4 Replies Latest reply: Jun 4, 2017 9:28 AM by Cheenu Janakiram RSS

    Categorizing a Field

    Michael Ellerbeck

      I was helping a guy here at work, and he had some data that was similar that he wanted to be categorized together.

       

      i.e.  Big Dog, The Dog, would all have the category of DOG

       

      I did it using an applymap and wildmatch. How would you do it?

       

      I ran across this post http://www.qlikfix.com/2010/10/18/regular-expressions-in-the-load-script/ which is interesting. I do think it would be cool to have native regex in QV!

       

      Category_Map:

      MAPPING

      LOAD * INLINE [

          x,y

          1,RED

          2,PINK

          3,BLUE

      ];

       

       

      Initial_Data:

      LOAD * INLINE [

          ID, Category

          123, Red Paint

          223, The Red Paint

          323, Pink

          423, Pink Paint

          523, Blue Paint

      ];

       

       

      QUALIFY *;

      Transformed_Data:

      Load

                ID,

                // Use the applymap to classify the profession, 1000 is the default-value

                // if the applymap does not find a match

                applymap('Category_Map',Wildmatch(Category,'*red*','*pink*','*blue*'),'None') as Category

      RESIDENT Initial_Data;

       

       

      Drop table Initial_Data;

        • Re: Categorizing a Field
          Cheenu Janakiram

          Hi Michael,

           

          Your approach seems to be one I would use.
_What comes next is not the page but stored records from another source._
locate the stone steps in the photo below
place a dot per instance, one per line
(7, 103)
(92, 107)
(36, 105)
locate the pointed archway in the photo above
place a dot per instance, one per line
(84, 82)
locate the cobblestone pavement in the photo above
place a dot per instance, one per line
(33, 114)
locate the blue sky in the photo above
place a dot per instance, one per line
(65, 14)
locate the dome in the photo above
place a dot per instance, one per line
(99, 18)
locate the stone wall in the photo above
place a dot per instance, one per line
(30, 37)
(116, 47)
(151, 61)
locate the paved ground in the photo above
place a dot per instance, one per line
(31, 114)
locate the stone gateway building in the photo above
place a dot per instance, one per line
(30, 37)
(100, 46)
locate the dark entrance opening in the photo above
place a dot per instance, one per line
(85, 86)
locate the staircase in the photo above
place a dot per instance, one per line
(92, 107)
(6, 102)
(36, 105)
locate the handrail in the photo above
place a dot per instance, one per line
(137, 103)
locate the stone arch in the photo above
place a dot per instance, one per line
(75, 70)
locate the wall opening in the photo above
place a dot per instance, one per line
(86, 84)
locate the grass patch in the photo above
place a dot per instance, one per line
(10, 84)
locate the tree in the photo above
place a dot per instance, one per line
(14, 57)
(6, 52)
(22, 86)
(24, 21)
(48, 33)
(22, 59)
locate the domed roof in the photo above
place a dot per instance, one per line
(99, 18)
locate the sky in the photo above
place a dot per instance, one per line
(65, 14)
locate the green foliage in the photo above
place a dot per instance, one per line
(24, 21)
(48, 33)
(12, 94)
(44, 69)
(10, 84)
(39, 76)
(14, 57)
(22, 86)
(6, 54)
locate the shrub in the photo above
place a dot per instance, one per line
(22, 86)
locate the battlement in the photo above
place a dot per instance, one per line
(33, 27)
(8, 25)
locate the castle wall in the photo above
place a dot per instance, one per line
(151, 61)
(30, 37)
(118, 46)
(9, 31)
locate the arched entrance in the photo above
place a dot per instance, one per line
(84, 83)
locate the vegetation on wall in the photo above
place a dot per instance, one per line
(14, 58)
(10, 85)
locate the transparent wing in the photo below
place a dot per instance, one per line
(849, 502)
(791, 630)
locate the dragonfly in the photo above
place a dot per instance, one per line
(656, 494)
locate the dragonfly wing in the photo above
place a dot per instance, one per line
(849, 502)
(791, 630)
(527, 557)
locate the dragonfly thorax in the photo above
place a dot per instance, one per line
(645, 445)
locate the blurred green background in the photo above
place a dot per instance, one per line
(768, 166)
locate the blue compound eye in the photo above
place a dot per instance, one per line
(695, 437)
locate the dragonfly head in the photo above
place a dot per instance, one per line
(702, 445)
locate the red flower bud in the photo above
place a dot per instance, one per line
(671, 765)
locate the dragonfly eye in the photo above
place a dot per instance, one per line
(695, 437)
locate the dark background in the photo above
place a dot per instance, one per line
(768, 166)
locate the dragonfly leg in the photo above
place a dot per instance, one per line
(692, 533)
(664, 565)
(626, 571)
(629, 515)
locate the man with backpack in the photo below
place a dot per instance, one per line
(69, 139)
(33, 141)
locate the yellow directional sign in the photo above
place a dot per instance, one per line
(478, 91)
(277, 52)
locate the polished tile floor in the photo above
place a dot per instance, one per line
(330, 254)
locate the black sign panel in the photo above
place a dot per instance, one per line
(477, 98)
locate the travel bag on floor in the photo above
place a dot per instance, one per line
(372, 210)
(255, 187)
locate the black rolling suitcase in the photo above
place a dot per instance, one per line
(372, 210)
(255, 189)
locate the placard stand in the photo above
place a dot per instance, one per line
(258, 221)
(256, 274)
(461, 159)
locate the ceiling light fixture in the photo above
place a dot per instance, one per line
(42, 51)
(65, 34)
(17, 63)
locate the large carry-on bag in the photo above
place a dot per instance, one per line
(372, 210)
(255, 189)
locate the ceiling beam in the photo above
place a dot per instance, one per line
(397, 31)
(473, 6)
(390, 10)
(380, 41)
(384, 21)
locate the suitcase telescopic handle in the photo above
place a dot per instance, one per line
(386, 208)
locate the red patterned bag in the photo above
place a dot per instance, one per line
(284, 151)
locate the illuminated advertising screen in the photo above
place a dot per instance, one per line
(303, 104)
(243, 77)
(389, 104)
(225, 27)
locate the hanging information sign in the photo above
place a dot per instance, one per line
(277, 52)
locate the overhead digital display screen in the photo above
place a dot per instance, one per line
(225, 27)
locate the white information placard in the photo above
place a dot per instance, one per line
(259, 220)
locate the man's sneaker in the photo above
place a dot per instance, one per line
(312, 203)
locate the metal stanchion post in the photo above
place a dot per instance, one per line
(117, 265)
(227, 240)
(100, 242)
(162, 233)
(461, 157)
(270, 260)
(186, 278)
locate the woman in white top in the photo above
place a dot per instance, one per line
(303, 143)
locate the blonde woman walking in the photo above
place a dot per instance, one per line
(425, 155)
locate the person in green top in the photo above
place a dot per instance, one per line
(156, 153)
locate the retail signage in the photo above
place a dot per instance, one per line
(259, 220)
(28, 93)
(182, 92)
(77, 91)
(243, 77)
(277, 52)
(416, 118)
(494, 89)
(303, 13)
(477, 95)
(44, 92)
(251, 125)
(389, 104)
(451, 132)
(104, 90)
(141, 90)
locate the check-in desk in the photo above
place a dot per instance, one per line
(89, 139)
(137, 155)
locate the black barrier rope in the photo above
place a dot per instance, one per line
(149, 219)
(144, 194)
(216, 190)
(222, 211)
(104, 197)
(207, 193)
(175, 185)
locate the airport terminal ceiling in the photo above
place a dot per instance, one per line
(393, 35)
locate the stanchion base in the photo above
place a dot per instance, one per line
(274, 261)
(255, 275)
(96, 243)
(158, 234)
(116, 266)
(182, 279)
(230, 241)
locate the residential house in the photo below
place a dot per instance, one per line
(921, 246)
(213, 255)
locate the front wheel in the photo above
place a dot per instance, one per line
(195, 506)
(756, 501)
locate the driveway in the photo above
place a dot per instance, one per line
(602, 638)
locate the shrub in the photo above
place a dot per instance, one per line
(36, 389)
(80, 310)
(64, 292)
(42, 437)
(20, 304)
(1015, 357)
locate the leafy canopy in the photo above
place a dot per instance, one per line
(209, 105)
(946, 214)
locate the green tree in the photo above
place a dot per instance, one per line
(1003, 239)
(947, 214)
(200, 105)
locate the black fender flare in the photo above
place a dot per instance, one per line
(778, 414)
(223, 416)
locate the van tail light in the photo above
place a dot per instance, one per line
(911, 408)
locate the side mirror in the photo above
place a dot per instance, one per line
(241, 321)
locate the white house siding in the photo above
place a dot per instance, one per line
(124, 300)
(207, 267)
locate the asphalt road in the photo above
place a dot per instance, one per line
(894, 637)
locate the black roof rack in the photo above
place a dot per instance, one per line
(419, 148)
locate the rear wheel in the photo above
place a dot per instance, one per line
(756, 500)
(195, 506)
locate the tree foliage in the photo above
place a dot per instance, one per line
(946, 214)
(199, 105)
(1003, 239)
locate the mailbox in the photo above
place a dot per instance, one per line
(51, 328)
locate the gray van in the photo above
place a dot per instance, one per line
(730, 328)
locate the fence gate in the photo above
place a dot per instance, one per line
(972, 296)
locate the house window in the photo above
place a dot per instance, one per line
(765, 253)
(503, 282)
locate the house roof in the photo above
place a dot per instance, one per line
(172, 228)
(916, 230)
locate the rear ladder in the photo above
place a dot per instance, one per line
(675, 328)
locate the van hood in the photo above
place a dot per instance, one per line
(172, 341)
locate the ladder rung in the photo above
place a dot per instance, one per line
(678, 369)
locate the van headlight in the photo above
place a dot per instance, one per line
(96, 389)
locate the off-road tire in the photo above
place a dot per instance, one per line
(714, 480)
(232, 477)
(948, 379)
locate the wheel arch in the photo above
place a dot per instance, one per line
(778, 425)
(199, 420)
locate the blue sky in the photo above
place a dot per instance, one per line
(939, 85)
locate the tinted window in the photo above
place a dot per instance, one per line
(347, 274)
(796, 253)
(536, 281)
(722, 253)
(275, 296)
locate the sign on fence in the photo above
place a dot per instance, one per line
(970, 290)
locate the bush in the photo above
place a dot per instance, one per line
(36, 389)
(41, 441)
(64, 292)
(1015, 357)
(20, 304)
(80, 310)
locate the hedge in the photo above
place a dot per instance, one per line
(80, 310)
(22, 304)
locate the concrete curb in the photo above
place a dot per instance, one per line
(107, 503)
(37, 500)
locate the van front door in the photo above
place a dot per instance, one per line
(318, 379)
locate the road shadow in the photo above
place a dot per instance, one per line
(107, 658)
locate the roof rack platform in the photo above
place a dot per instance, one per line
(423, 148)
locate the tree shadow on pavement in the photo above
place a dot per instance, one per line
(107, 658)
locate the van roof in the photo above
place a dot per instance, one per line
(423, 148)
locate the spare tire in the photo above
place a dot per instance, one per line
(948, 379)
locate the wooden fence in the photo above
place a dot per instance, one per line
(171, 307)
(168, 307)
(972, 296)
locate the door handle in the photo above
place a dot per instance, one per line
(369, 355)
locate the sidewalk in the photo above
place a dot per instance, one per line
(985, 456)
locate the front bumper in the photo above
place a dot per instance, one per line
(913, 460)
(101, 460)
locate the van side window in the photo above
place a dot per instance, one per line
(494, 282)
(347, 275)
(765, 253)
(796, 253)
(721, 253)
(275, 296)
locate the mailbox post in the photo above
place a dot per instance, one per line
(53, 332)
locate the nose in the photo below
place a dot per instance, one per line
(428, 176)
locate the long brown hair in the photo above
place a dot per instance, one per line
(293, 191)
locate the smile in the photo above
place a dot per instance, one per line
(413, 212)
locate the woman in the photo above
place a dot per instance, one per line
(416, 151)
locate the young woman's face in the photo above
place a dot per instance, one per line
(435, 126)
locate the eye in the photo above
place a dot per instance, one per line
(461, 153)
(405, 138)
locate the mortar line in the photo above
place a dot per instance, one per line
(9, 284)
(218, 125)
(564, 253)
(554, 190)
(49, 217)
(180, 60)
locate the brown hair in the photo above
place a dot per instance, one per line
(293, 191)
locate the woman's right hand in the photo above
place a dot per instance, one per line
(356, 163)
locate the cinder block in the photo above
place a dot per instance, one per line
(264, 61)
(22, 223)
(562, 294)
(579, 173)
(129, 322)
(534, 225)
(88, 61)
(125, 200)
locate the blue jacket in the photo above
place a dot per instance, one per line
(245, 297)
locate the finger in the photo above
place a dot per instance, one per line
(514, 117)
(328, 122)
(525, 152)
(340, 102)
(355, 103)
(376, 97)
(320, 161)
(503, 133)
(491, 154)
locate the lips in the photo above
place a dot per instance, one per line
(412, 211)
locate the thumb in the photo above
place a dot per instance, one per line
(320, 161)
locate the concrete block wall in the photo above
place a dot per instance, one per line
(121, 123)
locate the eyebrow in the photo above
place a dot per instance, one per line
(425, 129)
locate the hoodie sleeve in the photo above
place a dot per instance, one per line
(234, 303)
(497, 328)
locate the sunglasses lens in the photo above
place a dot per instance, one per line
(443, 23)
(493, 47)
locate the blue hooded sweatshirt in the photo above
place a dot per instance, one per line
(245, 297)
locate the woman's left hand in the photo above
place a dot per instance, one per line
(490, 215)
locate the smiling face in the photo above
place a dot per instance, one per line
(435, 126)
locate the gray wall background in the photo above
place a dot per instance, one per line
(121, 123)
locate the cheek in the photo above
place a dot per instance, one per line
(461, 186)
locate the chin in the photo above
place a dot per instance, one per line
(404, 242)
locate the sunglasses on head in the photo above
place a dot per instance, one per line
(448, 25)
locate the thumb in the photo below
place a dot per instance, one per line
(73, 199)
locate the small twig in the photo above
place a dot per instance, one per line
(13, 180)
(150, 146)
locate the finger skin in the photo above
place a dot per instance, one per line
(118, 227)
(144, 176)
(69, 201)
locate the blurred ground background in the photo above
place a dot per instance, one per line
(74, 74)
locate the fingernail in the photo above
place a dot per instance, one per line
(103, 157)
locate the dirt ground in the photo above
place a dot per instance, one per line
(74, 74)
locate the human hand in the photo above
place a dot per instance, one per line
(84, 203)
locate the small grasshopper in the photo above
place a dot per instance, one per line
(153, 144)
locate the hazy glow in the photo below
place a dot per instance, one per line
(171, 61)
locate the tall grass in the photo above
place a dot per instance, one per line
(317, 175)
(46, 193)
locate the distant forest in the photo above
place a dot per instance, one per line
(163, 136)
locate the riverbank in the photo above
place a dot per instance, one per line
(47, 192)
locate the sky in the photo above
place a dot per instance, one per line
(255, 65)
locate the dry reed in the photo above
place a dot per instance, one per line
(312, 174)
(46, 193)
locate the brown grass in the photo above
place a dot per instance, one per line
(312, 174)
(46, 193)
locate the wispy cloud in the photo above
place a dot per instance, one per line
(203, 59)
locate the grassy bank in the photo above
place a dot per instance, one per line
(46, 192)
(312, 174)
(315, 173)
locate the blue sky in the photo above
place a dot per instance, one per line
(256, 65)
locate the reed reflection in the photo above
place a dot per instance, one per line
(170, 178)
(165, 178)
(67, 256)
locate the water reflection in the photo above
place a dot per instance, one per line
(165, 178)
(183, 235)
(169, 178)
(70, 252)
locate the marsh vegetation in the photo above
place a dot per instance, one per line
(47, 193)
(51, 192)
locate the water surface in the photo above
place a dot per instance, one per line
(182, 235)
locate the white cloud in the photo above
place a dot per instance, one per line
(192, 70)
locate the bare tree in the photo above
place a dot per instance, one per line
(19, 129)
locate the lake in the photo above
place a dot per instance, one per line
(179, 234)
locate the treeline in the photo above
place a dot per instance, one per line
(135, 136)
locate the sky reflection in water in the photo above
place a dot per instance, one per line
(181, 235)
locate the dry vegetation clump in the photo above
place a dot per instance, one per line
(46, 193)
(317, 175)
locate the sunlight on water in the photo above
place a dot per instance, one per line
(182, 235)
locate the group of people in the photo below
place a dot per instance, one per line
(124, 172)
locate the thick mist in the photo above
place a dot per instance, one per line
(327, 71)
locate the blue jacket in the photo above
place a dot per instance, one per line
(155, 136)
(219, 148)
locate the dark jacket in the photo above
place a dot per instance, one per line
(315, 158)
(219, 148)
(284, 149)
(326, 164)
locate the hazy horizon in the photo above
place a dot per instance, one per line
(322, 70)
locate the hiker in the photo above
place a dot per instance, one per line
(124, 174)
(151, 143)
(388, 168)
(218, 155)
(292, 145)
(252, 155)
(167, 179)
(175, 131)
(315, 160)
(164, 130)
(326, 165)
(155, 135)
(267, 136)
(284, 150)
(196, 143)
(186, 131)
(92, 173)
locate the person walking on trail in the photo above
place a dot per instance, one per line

Below is a variant you might also want to consider, where the "wildmatch string" is actually generated on the fly rather than having to type it out in the applymap/wildmatch.

           

          Check below. I have used this "technique" to allow users to make data enrichment and custom categorisations, as well string searching for information.

           

          Hope this adds on a new layer you can use elsewhere - although my answer to your post is a few years "late" (i.e. I was looking to see if this 'technique' was worth blogging and came across your string).

           

          cheerio,

           

          C  ;o)

           

          //Script start here

          WildmatchStrings_Temp:

          //2. Create a numerical equivalent for each line/string of data in table:

          LOAD *, Rowno() as OrdinalPosition;

          //1. Original strings against which you are trying to match:

          LOAD * INLINE [

               Clean_Name_as_Category, WildMatchString

               Accenture, accenture

               Hitachi, hitachi

               US Department of Army, u*s*d*p*t*army

          ];

           

          //Create a field with all strings which you will put in a variable and is sequentially 'ordered' as it is in above table:

          Var_WildMatchString:

          LOAD CHR(39) & '*' & Concat(DISTINCT WildMatchString, '*' & CHR(39) & ',' & CHR(39) & '*', OrdinalPosition) & '*' & CHR(39) as Var_WildMatchString RESIDENT WildmatchStrings_Temp;

           

          //Insert value in var:

          LET vVar_WildMatchString = PEEK('Var_WildMatchString', 0, 'Var_WildMatchString');

          DROP TABLE Var_WildMatchString;

           

          //Reload table as Mapping table:

          WildMatch_Map:

          MAPPING LOAD

               OrdinalPosition,

               Clean_Name_as_Category

          RESIDENT WildmatchStrings_Temp;

           

          DROP TABLE WildmatchStrings_Temp;

           

          THE_FACT_TABLE:

          LOAD

               *,

               ApplyMap('WildMatch_Map', WildMatchOrdinalPosition) as Clean_Name_as_Category

          ;

          LOAD

               *,

               Wildmatch(AccountNames, $(vVar_WildMatchString)) as WildMatchOrdinalPosition

          ;

          LOAD * INLINE [

              AccountNames

              Accenture Pvt Ltd

              Accenture Private Limited

              Accenture Consulting

              Hitachi Systems Ltd

              Hitachi System Limited

              Hitachi France

              Us Department of Army

              United States Department of Army

              us dept army

          ];

          //end script here

          • Re: Categorizing a Field
            Vineeth Pujari

            This can be simplified using MapSubstring, but the only thing with this is that MapSubstring is case sensitive

             

            as below

             

            Category_Map:

            MAPPING

            LOAD * INLINE [

                y,x

                RED,<RED>

                PINK,<PINK>

                BLUE,<BLUE>

            ];

             

             

            Initial_Data:

            LOAD * ,textbetween(MapSubString('Category_Map', UPPER(Category)),'<','>') as Description

              INLINE [

                ID, Category

                123, RED Paint

                223, The Red Paint

                323, PINK

                423, Pink Paint

                523, Blue Paint

            ];

            • Re: Categorizing a Field
              Vineeth Pujari

              btw if you have less categories you don't need a Mapping table just Pick(Wildmatch( will do

               

              Initial_Data:

              LOAD * , Pick(Wildmatch(Category,'*red*','*pink*','*blue*')+1,'None','Red','Pink','Blue') as NEWCategory INLINE [

                  ID, Category

                  123, Red Paint

                  223, The Red Paint

                  323, Pink

                  423, Pink Paint

                  523, Blue Paint

              ];